As Mr Berlusconi launched talks among 25 governments with extravagant ceremony in Rome, the Spanish and Polish leaders vowed to oppose a change to voting rights which would, they say, harm their interests.

Both countries struck a discordant note during a day of high-flown rhetoric at Rome's Palazzo dei Congressi, adorned for the occasion with fake marble columns, in a district of the Italian capital conceived by the former Italian dictator, Benito Mussolini.

Jose Maria Aznar, the Spanish Prime Minister, was characteristically blunt, shaking off claims that Spain and Poland were isolated and arguing that "if you want to negotiate it is better to be feared".

Britain, by contrast, went out of its way to be accommodating to the Italians, who hold the presidency of the EU, as Tony Blair prepared for a one-to-one dinner with Mr Berlusconi last night.
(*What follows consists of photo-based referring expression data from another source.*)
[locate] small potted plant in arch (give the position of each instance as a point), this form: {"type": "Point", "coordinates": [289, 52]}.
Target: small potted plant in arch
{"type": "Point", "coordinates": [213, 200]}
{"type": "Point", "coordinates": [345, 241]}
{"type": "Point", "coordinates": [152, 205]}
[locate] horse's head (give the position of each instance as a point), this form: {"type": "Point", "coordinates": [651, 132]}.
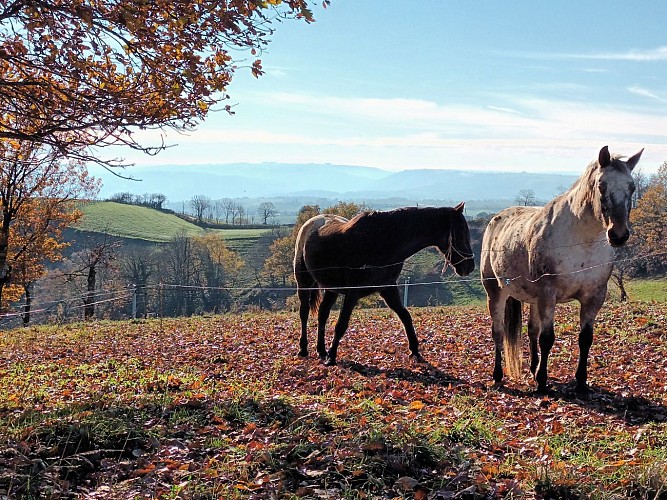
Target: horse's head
{"type": "Point", "coordinates": [615, 188]}
{"type": "Point", "coordinates": [456, 245]}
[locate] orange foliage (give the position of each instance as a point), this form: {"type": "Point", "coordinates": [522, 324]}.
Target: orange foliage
{"type": "Point", "coordinates": [81, 73]}
{"type": "Point", "coordinates": [38, 192]}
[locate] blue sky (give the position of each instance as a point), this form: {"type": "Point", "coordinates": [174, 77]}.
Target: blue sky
{"type": "Point", "coordinates": [529, 85]}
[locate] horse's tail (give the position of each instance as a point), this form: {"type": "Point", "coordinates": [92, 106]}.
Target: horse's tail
{"type": "Point", "coordinates": [315, 300]}
{"type": "Point", "coordinates": [512, 344]}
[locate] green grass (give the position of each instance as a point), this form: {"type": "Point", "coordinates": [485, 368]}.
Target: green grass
{"type": "Point", "coordinates": [131, 221]}
{"type": "Point", "coordinates": [224, 408]}
{"type": "Point", "coordinates": [654, 289]}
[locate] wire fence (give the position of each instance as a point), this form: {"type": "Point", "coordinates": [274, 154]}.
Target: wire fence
{"type": "Point", "coordinates": [157, 300]}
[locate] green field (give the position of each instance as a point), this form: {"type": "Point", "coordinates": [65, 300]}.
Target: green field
{"type": "Point", "coordinates": [222, 407]}
{"type": "Point", "coordinates": [132, 221]}
{"type": "Point", "coordinates": [654, 289]}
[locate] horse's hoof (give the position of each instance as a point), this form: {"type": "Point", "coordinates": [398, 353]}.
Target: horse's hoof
{"type": "Point", "coordinates": [497, 385]}
{"type": "Point", "coordinates": [582, 389]}
{"type": "Point", "coordinates": [542, 389]}
{"type": "Point", "coordinates": [417, 358]}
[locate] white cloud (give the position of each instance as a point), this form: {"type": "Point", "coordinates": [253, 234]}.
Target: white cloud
{"type": "Point", "coordinates": [636, 55]}
{"type": "Point", "coordinates": [523, 133]}
{"type": "Point", "coordinates": [641, 91]}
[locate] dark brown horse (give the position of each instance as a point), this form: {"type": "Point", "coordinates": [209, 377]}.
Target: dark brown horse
{"type": "Point", "coordinates": [364, 255]}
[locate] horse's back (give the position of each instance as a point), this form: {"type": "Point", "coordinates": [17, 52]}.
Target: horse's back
{"type": "Point", "coordinates": [311, 227]}
{"type": "Point", "coordinates": [505, 238]}
{"type": "Point", "coordinates": [535, 251]}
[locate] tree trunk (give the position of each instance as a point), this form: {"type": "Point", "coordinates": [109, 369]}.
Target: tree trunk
{"type": "Point", "coordinates": [28, 304]}
{"type": "Point", "coordinates": [89, 301]}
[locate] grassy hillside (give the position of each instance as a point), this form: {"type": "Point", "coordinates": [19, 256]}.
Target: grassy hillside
{"type": "Point", "coordinates": [225, 409]}
{"type": "Point", "coordinates": [142, 223]}
{"type": "Point", "coordinates": [131, 221]}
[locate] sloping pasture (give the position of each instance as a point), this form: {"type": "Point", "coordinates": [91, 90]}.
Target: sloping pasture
{"type": "Point", "coordinates": [221, 407]}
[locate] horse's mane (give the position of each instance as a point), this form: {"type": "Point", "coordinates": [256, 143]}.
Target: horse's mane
{"type": "Point", "coordinates": [390, 221]}
{"type": "Point", "coordinates": [583, 192]}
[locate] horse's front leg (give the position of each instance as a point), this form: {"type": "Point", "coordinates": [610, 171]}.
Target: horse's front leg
{"type": "Point", "coordinates": [496, 305]}
{"type": "Point", "coordinates": [341, 326]}
{"type": "Point", "coordinates": [304, 310]}
{"type": "Point", "coordinates": [545, 311]}
{"type": "Point", "coordinates": [327, 303]}
{"type": "Point", "coordinates": [587, 314]}
{"type": "Point", "coordinates": [393, 300]}
{"type": "Point", "coordinates": [533, 337]}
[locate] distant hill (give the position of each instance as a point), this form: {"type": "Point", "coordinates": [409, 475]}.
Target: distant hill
{"type": "Point", "coordinates": [181, 183]}
{"type": "Point", "coordinates": [130, 221]}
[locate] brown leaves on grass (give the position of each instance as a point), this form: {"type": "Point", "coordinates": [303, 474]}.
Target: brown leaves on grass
{"type": "Point", "coordinates": [222, 406]}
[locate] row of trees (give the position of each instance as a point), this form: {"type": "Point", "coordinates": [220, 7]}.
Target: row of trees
{"type": "Point", "coordinates": [150, 200]}
{"type": "Point", "coordinates": [198, 275]}
{"type": "Point", "coordinates": [646, 251]}
{"type": "Point", "coordinates": [228, 211]}
{"type": "Point", "coordinates": [78, 79]}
With the EU due to expand from 15 to 25 members next May, the constitution is designed to make Europe's creaking structure more efficient and effective.
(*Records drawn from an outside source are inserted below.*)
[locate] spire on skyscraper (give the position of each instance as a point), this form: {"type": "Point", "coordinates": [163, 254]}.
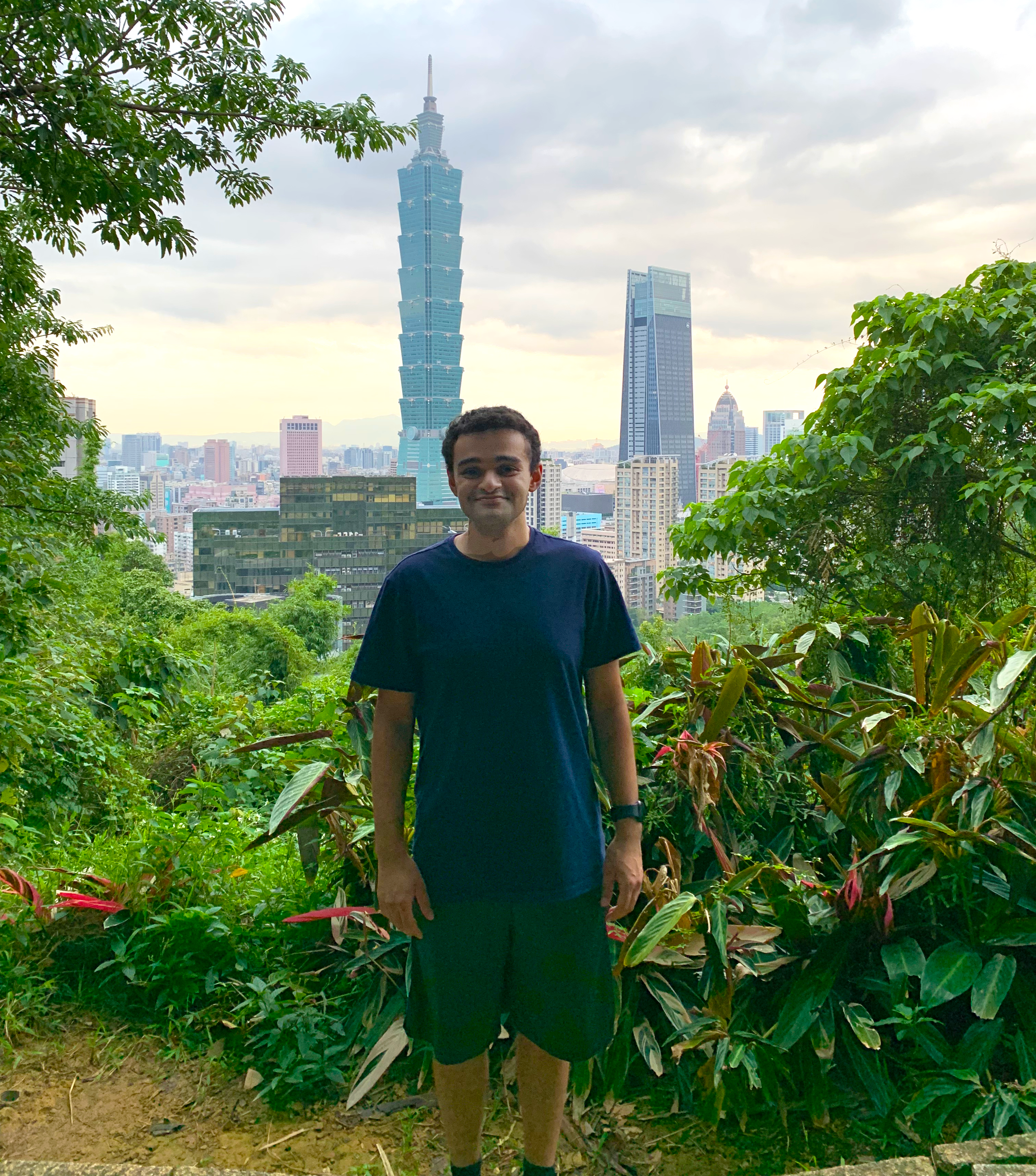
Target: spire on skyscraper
{"type": "Point", "coordinates": [430, 306]}
{"type": "Point", "coordinates": [430, 98]}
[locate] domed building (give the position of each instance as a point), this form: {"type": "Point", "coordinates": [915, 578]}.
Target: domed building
{"type": "Point", "coordinates": [726, 429]}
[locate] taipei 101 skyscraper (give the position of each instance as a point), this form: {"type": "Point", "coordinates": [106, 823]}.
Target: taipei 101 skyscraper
{"type": "Point", "coordinates": [430, 306]}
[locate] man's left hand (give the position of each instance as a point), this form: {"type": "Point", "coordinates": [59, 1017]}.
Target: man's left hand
{"type": "Point", "coordinates": [624, 868]}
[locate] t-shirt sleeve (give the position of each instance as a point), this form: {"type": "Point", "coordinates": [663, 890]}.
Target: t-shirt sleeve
{"type": "Point", "coordinates": [386, 659]}
{"type": "Point", "coordinates": [609, 633]}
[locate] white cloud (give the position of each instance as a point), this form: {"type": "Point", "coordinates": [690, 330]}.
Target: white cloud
{"type": "Point", "coordinates": [796, 157]}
Mr Berlusconi wants to clinch a deal on a constitution by the end of the year, and has a draft text on the table from the former French President, Valéry Giscard d'Estaing.

But any nation can veto an agreement, including, for the first time, the 10 countries that will join the EU next year.

Problems confronting Mr Berlusconi include a rebellion by the EU's small countries, which are insisting on the right of each nation to send a full voting commissioner to Brussels.

The UK still has worries over plans for defence and foreign policy, and is resisting plans to scrap the national veto in limited areas of tax and social security policy, the EU budget and some areas of criminal procedural law.

But the biggest problem comes from Spain and Poland, which oppose M. Giscard's scheme whereby decisions taken by majority votes would need the backing of half of the EU member states, providing they represent three-fifths of the EU's population.

Instead, Warsaw and Madrid want to go back to a complex weighted voting system, agreed at a summit in Nice in 2000, which favours nations of their size. Poland's Prime Minister, Leszek Miller, warned that his tough stance is "unequivocally supported by the Polish parliament".

At yesterday's gathering several countries demanded the inclusion of a controversial reference to Christian heritage in the preamble of the constitution, something opposed by France.

However there was some consensus yesterday when the governments agreed to kill a proposal to unite all EU ministerial decision making in a "legislative council". That plan was opposed by the UK on the basis that it resembled an EU government.

Mr Berlusconi acknowledged that the talks "could founder" on Spanish and Polish objections.